Renhao Xie demonstrated strong system design intuition and problem-solving abilities during our mock interview. His approach to designing an Ads Click Aggregation System showed an understanding of both streaming infrastructure and data consistency trade-offs.
Areas of strength included:
- Clearly listed all functional requirements with good alignment to the business context.
- Thoughtful scalability estimation, including discussion of peak values and throughput.
- Prioritized consistency over availability, aligning well with the importance of accuracy in click aggregation systems.
- Presented a clear and correct high-level design.
- Proposed the use of Flink for streaming ingestion and OLAP systems for downstream querying and aggregation.
- Appropriately brought up reconciliation processes for data loss prevention, including async strategies.
- Discussed sharding strategies based on ads_id to scale both the Flink job and the OLAP store.
- Proposed Redis-based deduplication with awareness of durability and clustering implications.

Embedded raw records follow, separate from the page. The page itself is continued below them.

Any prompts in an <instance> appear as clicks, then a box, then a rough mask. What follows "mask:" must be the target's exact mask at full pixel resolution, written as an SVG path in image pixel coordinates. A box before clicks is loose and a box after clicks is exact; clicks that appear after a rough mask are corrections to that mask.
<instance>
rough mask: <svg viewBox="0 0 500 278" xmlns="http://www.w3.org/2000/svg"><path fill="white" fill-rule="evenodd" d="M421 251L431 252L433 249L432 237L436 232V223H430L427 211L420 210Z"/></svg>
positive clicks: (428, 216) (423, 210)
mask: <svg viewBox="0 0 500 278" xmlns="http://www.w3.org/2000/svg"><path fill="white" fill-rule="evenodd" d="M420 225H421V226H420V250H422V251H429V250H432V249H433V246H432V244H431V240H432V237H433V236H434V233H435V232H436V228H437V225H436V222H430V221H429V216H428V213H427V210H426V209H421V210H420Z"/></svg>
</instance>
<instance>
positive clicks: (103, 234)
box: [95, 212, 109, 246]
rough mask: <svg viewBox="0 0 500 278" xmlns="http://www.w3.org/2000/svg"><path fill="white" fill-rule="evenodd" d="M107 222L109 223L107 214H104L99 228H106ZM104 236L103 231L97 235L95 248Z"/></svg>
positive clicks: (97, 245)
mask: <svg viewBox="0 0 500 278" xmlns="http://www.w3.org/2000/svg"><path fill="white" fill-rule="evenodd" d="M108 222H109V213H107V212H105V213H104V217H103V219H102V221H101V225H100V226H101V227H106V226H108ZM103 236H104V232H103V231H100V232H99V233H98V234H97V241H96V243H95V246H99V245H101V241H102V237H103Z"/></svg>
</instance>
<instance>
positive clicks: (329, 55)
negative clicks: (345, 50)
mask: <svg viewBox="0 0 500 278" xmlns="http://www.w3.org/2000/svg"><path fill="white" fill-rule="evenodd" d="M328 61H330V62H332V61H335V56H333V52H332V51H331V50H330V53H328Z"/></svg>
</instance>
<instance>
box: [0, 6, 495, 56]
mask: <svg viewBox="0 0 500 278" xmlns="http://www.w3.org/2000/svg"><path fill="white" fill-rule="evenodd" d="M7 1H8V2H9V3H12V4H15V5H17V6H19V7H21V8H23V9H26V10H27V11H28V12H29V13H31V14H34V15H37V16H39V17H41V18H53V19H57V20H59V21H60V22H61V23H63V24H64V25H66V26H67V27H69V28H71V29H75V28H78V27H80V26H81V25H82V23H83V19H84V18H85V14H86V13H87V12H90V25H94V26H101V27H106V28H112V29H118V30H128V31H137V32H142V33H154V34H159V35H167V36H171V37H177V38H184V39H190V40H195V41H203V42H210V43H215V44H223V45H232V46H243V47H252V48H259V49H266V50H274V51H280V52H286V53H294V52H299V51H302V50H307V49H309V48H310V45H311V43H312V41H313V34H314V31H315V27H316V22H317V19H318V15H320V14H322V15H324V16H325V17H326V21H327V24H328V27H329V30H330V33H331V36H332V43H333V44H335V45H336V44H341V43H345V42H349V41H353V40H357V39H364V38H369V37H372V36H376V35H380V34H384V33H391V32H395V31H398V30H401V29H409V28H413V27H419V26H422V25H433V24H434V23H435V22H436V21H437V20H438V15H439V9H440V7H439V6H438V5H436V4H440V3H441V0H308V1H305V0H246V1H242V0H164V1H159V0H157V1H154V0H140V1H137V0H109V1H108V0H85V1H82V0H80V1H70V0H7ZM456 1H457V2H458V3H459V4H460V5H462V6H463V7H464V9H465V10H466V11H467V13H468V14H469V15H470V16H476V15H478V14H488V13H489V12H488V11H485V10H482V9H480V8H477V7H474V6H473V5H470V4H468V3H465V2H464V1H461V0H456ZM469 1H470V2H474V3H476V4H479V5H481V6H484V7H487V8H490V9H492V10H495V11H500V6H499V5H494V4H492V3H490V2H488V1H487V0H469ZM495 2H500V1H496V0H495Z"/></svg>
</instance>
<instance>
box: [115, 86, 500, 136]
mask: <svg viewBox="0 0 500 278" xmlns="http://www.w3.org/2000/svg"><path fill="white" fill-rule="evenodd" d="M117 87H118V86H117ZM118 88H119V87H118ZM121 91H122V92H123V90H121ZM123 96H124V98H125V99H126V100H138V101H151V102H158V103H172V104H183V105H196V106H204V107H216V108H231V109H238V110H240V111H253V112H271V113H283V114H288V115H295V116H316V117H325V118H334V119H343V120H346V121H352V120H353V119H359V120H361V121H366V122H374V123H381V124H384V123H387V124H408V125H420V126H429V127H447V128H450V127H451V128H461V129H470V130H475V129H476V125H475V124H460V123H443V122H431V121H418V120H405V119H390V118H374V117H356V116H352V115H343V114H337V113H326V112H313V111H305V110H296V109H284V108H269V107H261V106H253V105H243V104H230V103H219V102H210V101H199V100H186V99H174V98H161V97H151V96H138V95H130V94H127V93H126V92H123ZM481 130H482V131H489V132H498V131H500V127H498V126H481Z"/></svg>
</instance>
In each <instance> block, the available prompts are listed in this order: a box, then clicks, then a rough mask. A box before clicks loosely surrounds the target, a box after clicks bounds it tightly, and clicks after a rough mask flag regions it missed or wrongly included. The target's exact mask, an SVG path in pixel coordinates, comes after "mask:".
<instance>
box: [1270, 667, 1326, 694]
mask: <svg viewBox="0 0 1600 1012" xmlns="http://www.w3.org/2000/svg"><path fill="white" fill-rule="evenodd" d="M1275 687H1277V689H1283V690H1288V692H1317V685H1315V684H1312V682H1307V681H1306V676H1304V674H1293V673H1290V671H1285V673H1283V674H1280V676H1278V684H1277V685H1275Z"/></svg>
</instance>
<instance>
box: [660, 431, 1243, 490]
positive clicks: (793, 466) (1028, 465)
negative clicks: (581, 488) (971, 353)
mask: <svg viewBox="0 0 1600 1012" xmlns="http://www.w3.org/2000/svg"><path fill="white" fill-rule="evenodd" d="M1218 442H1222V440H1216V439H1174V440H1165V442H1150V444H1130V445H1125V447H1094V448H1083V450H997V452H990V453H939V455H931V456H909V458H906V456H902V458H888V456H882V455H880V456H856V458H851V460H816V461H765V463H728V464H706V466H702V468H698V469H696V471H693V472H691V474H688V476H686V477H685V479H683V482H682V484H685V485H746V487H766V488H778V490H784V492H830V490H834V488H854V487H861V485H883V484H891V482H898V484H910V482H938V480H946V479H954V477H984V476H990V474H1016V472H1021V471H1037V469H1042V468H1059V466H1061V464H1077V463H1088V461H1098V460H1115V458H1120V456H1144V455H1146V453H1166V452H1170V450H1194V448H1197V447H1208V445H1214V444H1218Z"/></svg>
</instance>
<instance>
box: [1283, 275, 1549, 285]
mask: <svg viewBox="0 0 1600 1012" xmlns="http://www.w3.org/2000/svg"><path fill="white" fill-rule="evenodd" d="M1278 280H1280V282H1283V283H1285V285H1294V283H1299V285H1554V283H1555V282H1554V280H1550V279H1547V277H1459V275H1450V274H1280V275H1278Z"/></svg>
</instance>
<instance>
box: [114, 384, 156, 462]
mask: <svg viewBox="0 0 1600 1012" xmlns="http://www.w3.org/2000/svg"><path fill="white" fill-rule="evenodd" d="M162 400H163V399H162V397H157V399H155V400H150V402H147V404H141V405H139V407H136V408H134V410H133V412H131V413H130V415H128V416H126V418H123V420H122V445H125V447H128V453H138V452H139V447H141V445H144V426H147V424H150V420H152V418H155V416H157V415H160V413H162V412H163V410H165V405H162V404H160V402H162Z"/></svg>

- Mentioned watermarking in Flink to handle late events and discussed Redis clustering with partitioning keys like <client_id, ads_id> and impression_id.
Areas for improvement:
- Start by targeting a core non-functional requirement like accuracy (e.g., precision types, time sensitivity, or legal/privacy implications). This creates a clearer problem frame and can be expanded throughout the discussion.
- Explore the design implications of URL redirection (e.g., attribution and accuracy vs. complexity tradeoffs).
- Develop a hot vs. cold data reconciliation strategy, especially for long-tail or delayed data.
- When discussing deduplication, mention usage of idempotency keys or hash-based strategies.
- For multi-device tracking, consider using composite keys like <user_id, ads_id> instead of relying solely on impression_id to ensure deduplication aligns with the logical ad interaction rather than device-specific impressions.